Innovations’ administrators deemed it appropriate for Innovations to dip into district cash for that expense, Grover said, because its students generated the lion’s share of the district’s concurrent enrollment credits.
But it also resulted from Grover wearing two hats. He wasn’t just the principal of Innovations. He was also the district’s CTE director, which meant he was in a position to access the district’s full concurrent enrollment budget with little oversight, Cunningham said.
“That was a budget [Grover] managed and there wasn’t a red flag until this last summer when we got the large bill,” Cunningham said. “We’re going to have a standalone CTE director and a standalone administrator at Innovations. They’re not going to be the same person [anymore].”
And Grover’s claim that a new superintendent contributed to the misunderstanding is belied by Heather Bennett, president of the Salt Lake City School District school board, who has served on the board since Innovations’ creation.
She said Innovations was launched without the knowledge or approval of board members and that she learned of its existence after flyers for the new school showed up in her neighborhood.
“I certainly did not know that they were offering free college tuition to everybody,” Bennett said. “We will have paid almost $100,000 to the community college [this year]. That’s a big difference from any of the funding models that I would have expected.”

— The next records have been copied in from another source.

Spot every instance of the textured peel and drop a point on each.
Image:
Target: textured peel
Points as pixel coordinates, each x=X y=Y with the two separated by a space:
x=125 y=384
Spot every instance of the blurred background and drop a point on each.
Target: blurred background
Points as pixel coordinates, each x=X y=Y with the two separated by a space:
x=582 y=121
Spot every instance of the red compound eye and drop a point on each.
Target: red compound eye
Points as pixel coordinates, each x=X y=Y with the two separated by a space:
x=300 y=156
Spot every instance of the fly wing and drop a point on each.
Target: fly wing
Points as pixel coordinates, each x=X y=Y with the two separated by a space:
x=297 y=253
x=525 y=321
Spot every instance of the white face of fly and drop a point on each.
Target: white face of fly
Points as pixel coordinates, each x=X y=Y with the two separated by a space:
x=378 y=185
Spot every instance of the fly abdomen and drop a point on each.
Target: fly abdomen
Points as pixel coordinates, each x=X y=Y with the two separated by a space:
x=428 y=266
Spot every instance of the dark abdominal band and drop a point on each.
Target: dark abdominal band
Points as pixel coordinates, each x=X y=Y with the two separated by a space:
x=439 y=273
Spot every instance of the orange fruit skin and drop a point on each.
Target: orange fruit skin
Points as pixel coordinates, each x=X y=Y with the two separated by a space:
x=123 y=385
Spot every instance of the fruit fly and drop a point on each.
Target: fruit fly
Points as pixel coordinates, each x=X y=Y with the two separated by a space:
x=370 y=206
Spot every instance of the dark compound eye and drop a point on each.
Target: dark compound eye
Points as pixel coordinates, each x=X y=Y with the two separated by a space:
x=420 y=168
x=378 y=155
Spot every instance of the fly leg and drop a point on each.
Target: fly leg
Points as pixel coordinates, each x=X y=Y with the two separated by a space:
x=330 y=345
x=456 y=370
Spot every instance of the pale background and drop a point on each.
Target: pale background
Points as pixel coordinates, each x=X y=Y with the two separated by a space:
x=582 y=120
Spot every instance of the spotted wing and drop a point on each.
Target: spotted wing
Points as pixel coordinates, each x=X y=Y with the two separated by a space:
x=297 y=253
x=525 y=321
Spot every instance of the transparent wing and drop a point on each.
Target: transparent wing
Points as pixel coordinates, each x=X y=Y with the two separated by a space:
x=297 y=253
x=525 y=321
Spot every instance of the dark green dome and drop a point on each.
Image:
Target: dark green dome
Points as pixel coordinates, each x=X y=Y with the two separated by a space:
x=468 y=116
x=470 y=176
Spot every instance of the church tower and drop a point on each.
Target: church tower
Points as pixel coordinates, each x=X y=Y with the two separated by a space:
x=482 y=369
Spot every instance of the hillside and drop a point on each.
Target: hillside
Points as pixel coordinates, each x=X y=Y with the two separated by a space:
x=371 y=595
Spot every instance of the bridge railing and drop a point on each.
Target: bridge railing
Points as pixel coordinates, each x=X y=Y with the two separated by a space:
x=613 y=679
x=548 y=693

Phillips, the school community council vice chairman, said parents have received some assurances since the initial announcement that their students’ college fees would no longer be covered.
The school is working with SLCC to set up a scholarship program for district-sanctioned concurrent enrollment, he said, but parents will be expected to find their own way of paying for early enrollment beyond those core subject classes.
“The early enrollment is not so crucial,” he said. “This was affecting maybe 10 kids a year.”
Phillips argues that there was a trade-off when students chose to enroll at Innovations. They could attend college for free, but they also didn’t experience the electives and extracurricular activities available at a more typical Utah high school.
“There is so much more at the other high school that we do not offer at Innovations,” he said.
Cunningham, the Salt Lake City superintendent, said Innovations students always have the option of attending electives at more traditional high schools nearby, with frequent shuttles daily to move students between campuses.
But conversely, she notes, a student enrolled at a traditional school doesn’t have the perk of free college credits.
She said Innovations had committed to paying concurrent and early enrollment and the district will hold to that for the current academic year. But the incident has sparked a wider examination of district policy.
“We are looking at clearly defining what concurrent enrollment means and is to all of our campuses,” Cunningham said. “We have to make sure that we are truly paying for concurrent enrollment, not just for students taking classes.”
Phillips said the shift is unfortunate for current freshman and sophomore students at Innovations, who enrolled based on the free college pitch, as well as for future students at the school.
“I want every kid who comes through those doors to have the same opportunities my daughter has had,” he said. “I frankly feel that district leadership doesn’t fully understand or appreciate the magic that’s happening within Innovations’ walls.”